Jakarta — Anggota Komisi VI DPR RI asal Aceh Rafli menanggapi keputusan Pemerintah menaikkan harga bahan bakar minyak (BBM) bersubsidi.
Ia meminta kebijakan yang diumumkan Presiden RI Joko Widodo sekitar pukul 14.30 Wib, pada Sabtu (3/9/2022) itu dicabut karena tidak pro rakyat.

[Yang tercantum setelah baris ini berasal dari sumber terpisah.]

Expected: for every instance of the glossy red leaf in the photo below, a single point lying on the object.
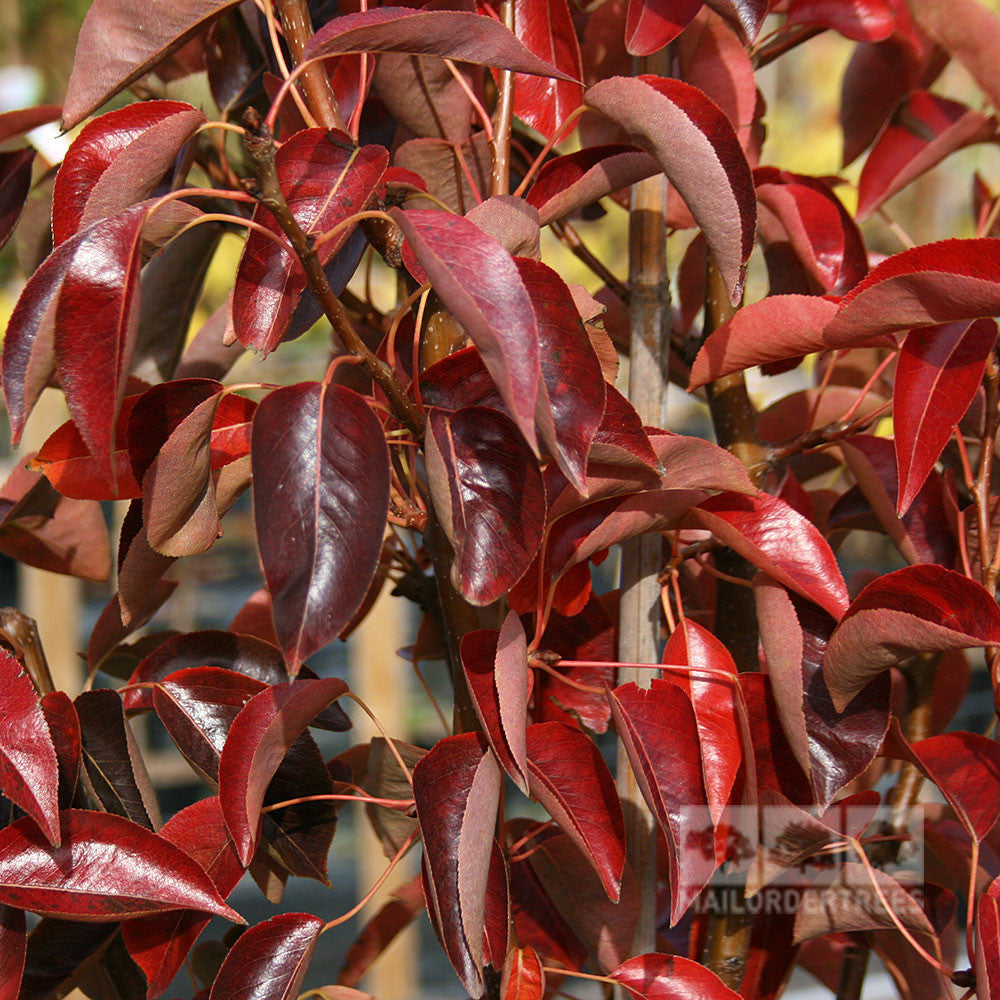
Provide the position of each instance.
(262, 734)
(458, 35)
(778, 327)
(489, 496)
(496, 671)
(938, 373)
(326, 179)
(118, 160)
(546, 29)
(15, 183)
(658, 729)
(780, 541)
(523, 975)
(479, 283)
(457, 791)
(269, 961)
(696, 147)
(571, 392)
(29, 770)
(114, 49)
(924, 130)
(715, 711)
(159, 944)
(914, 609)
(321, 494)
(113, 767)
(651, 24)
(860, 20)
(13, 944)
(567, 774)
(572, 181)
(106, 868)
(669, 977)
(964, 766)
(928, 284)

“Kita dari awal tegas menolak kenaikan harga BBM, karena tidak pro rakyat. Bahkan melalui rapat paripurna. Kita harap kebijakan ini di cabut. Karena kalau tidak berarti ada yang salah dalam mengelola Negara ini khususnya terkait BBM,” tegas Rafli, Sabtu (3/9).

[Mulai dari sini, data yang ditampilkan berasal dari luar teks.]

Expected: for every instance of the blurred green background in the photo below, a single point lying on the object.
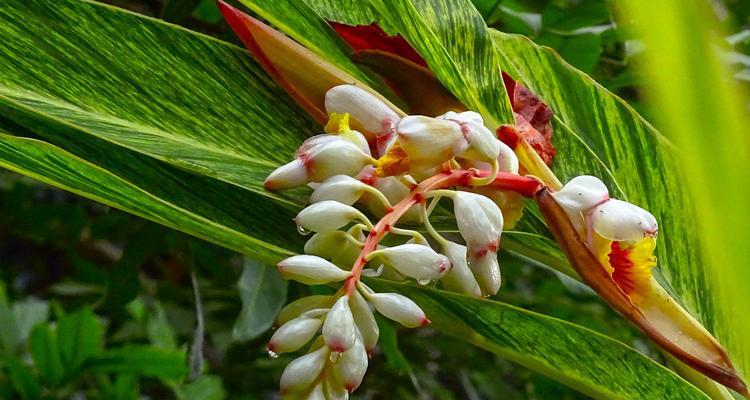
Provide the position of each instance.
(64, 256)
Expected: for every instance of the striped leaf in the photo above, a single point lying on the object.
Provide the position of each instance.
(594, 364)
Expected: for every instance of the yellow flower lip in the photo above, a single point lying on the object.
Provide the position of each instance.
(653, 310)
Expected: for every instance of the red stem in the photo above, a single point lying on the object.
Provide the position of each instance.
(523, 185)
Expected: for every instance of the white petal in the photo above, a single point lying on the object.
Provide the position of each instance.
(430, 141)
(351, 367)
(311, 270)
(486, 269)
(582, 193)
(416, 261)
(618, 220)
(342, 188)
(339, 330)
(460, 278)
(294, 334)
(507, 159)
(479, 219)
(365, 321)
(287, 176)
(303, 371)
(483, 144)
(364, 107)
(400, 309)
(466, 116)
(326, 216)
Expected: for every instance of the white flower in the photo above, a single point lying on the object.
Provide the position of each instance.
(618, 220)
(303, 371)
(365, 321)
(486, 270)
(399, 308)
(311, 270)
(479, 220)
(430, 141)
(370, 112)
(320, 158)
(341, 188)
(351, 367)
(339, 330)
(582, 193)
(460, 278)
(327, 215)
(483, 144)
(415, 261)
(295, 333)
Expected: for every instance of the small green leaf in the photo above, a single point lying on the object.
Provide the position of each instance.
(263, 293)
(140, 360)
(45, 351)
(206, 387)
(80, 336)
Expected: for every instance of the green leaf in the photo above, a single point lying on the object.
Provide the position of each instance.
(706, 115)
(263, 293)
(28, 313)
(206, 388)
(178, 10)
(139, 360)
(161, 195)
(24, 383)
(46, 353)
(454, 40)
(80, 336)
(597, 365)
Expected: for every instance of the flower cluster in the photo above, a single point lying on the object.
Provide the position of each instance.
(394, 167)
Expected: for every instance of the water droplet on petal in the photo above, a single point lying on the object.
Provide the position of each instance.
(335, 356)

Menteri Energi dan Sumber Daya Mineral (ESDM) Arifin Tasrif menjabarkan kenaikan harga BBM terbaru, yakni harga Pertalite dari Rp 7.650 per liter menjadi Rp 10.000 per liter.
Harga Solar subsidi dari Rp 5.150 per liter menjadi Rp 6.800 per liter.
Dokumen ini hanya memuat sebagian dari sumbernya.